Splenda is Supernatural

Splenda is Supernatural February 27, 2014

My friend Beth was visiting recently and we got into an interesting conversation. She has been a loyal reader of my blog since it first started on Blogger in 2010 and so she always asks me interesting philosophical questions. This time she asked about the word “Supernatural” and it was something that I had never thought about before.

If everything is God and the world is created from God, how can something be more than natural? What does it mean to call spiritual things such as God or angels “supernatural”?

I told her I’d need to think about that for a while.
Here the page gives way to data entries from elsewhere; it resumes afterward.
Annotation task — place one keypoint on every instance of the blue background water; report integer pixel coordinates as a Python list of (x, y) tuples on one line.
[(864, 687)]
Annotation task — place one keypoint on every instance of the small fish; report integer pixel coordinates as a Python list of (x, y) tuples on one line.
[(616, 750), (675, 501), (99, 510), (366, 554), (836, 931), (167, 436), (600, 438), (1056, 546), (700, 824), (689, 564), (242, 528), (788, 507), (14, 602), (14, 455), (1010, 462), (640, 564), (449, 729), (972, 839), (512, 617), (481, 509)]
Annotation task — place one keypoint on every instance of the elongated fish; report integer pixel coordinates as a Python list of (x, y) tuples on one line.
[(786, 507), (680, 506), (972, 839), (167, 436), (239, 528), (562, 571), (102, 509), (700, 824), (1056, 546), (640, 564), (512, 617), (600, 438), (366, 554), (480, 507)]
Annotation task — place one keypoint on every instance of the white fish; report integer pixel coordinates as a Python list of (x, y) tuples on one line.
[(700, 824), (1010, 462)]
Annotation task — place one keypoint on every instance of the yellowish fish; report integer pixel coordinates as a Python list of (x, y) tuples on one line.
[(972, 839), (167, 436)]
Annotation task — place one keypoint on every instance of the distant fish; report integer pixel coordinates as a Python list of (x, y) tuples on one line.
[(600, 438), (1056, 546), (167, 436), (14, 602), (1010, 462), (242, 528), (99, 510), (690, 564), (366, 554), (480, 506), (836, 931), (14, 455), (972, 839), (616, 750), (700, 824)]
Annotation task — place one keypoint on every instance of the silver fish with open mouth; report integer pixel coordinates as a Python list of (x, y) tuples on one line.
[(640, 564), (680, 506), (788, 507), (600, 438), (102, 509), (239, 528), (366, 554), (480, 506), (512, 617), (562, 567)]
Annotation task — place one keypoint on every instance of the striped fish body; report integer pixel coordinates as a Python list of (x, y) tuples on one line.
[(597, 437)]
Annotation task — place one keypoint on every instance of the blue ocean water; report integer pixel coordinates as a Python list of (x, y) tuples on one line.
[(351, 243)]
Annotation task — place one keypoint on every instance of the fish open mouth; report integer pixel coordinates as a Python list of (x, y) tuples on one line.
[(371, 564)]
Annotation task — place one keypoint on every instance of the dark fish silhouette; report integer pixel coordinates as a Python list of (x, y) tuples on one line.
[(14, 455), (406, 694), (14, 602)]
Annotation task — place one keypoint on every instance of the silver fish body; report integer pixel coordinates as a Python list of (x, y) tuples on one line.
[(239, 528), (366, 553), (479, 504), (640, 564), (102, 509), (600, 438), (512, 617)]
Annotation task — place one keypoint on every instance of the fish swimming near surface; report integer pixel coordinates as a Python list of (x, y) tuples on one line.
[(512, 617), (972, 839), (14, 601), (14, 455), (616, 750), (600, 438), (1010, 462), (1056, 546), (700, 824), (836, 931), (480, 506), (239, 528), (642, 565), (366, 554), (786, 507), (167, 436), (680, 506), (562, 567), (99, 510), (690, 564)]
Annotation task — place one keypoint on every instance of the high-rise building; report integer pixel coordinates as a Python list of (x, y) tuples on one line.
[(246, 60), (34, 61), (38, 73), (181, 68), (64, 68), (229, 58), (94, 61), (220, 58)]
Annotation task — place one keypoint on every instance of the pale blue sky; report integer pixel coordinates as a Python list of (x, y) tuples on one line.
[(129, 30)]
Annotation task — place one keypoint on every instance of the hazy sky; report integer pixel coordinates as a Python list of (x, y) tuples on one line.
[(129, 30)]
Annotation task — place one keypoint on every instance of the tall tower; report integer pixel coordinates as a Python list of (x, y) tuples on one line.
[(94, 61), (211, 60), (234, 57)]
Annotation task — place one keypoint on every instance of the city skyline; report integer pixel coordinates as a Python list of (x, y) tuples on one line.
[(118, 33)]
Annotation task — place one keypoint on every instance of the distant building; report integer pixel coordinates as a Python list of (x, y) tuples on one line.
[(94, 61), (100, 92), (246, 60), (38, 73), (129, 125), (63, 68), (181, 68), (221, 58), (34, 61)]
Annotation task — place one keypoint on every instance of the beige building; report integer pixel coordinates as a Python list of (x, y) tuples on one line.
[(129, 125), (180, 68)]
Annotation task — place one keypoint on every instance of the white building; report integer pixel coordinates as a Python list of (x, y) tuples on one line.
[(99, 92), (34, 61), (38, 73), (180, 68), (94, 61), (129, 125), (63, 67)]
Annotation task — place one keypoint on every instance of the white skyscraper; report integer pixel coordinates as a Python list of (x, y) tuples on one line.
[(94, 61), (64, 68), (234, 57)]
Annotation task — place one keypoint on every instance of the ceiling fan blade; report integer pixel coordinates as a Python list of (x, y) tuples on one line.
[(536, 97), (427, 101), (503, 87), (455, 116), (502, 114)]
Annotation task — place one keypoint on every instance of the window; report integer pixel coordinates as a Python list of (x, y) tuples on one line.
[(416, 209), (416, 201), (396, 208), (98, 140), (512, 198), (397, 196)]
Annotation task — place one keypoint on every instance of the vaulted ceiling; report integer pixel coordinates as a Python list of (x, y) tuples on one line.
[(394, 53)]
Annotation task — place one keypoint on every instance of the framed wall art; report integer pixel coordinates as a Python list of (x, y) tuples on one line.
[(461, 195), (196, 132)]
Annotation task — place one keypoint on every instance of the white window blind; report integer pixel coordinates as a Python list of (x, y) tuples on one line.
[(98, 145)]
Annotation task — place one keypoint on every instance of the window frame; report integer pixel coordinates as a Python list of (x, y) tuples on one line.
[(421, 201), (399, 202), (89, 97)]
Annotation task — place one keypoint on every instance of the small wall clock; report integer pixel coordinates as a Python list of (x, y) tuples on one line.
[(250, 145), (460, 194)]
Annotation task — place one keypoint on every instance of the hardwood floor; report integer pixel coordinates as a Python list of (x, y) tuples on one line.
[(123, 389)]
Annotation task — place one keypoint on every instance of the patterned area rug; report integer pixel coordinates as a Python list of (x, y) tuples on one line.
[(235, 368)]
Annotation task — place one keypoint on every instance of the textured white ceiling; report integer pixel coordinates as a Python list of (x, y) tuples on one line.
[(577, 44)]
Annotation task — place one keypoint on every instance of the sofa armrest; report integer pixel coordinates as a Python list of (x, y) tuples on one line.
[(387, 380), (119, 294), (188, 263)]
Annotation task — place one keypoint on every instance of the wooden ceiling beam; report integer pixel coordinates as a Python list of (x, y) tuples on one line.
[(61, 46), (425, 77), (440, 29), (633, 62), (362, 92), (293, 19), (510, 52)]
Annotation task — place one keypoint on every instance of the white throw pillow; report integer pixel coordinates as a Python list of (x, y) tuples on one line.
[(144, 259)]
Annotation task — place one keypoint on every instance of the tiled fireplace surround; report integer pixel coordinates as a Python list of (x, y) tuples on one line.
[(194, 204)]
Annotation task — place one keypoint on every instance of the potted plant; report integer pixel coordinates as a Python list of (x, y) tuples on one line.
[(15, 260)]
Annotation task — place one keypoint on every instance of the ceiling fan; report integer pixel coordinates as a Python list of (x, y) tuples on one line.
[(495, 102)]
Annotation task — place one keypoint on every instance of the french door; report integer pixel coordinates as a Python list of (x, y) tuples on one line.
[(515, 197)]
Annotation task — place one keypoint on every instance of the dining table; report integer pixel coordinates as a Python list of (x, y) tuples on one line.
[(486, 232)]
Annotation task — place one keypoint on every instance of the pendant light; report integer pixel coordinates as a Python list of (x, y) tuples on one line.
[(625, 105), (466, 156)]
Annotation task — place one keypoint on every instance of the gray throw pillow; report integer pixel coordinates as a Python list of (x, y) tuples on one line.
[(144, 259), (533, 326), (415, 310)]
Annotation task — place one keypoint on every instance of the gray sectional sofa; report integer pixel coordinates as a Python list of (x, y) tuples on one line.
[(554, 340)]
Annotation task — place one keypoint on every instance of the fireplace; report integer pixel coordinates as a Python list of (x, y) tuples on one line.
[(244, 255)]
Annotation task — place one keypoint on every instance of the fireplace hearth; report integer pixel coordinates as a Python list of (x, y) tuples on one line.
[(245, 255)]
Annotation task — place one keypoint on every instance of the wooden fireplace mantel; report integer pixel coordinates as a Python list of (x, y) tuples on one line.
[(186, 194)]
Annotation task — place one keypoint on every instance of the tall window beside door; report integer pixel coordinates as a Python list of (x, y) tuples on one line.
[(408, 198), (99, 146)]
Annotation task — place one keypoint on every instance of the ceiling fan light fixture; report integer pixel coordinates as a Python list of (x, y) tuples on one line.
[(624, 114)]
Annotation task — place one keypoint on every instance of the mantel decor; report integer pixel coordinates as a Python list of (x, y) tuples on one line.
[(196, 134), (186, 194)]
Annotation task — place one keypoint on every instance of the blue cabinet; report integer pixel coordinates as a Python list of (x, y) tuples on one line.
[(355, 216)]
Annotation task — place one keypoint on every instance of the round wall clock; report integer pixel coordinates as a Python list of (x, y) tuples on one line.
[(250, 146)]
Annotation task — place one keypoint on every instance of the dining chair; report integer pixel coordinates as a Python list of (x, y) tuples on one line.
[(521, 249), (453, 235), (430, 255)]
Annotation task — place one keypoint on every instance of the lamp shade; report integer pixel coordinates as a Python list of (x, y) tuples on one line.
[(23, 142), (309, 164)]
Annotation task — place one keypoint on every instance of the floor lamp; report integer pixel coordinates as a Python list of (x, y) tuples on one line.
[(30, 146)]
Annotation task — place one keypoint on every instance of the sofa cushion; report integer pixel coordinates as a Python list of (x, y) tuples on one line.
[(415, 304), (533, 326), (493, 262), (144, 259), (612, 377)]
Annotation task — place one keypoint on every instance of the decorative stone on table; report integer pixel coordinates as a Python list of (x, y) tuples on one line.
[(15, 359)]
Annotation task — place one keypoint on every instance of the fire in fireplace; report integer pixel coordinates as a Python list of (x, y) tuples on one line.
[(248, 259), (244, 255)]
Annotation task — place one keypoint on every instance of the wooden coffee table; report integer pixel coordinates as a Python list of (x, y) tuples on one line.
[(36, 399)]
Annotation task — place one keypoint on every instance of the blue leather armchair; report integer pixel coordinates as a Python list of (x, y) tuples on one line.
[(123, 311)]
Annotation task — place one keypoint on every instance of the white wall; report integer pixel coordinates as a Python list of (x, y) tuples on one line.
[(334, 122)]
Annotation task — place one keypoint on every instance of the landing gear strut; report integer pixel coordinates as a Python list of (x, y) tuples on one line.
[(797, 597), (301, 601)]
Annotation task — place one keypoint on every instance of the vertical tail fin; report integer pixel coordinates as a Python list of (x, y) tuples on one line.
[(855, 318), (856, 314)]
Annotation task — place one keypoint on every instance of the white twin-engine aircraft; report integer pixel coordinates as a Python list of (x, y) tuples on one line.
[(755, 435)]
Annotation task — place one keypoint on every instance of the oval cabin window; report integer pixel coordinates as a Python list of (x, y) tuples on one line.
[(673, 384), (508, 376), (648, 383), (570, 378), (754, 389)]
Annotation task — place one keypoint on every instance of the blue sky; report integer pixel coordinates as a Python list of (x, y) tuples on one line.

It’s a word that’s kind of used for anything outside our every day experience. Angels, Gods, Demons, Big Foot (?), Vampires, Werewolves. It seems a little weird to me to lump all these things together I guess because some of them seem more likely to be real than others.

An Atheist might say that there is no convincing evidence for the existence of any of these things, so while the concept of “supernatural” exists, it is likely that the things themselves do not and nothing is outside of the natural world.

From what I’ve learned of Islam, I could see “Supernatural” making a lot of sense there because the belief is that the world and the divine are entirely separate.

I suspect that the people who coined the word believed that God is above nature. He created it but was outside of it in some way.

I never thought before about how when you break the world down it means more than natural. As a Hindu, that doesn’t make any sense.

For me there can be no such thing as supernatural because nature IS God. Everything in creation is a part of Him, you and I included. Gods, Devas, Asuras, Rakshasa, Apsaras…they are not supernatural. They are natural. They are within nature just as we are. There is nothing outside of The One Divinity who split itself into many parts to make the world.

To say something is above nature is to suggest that the natural laws of the world don’t apply to it. But dharma applies to every one. Even demons operate within the same world of consequences that we do. Krishna did some things that seem undharmic, but I don’t think it is because he is above the law. I think it’s because he has a wider understanding of what is dharmic than I do. He is able to see a much larger picture than I.

It seems like it would be a lot more appropriate to use the word “supernatural” to refer to man made things not found in nature. Like Splenda. In a way that is beyond nature because it would not be naturally occurring. In another way it is still part of the One Divinity that makes up everything.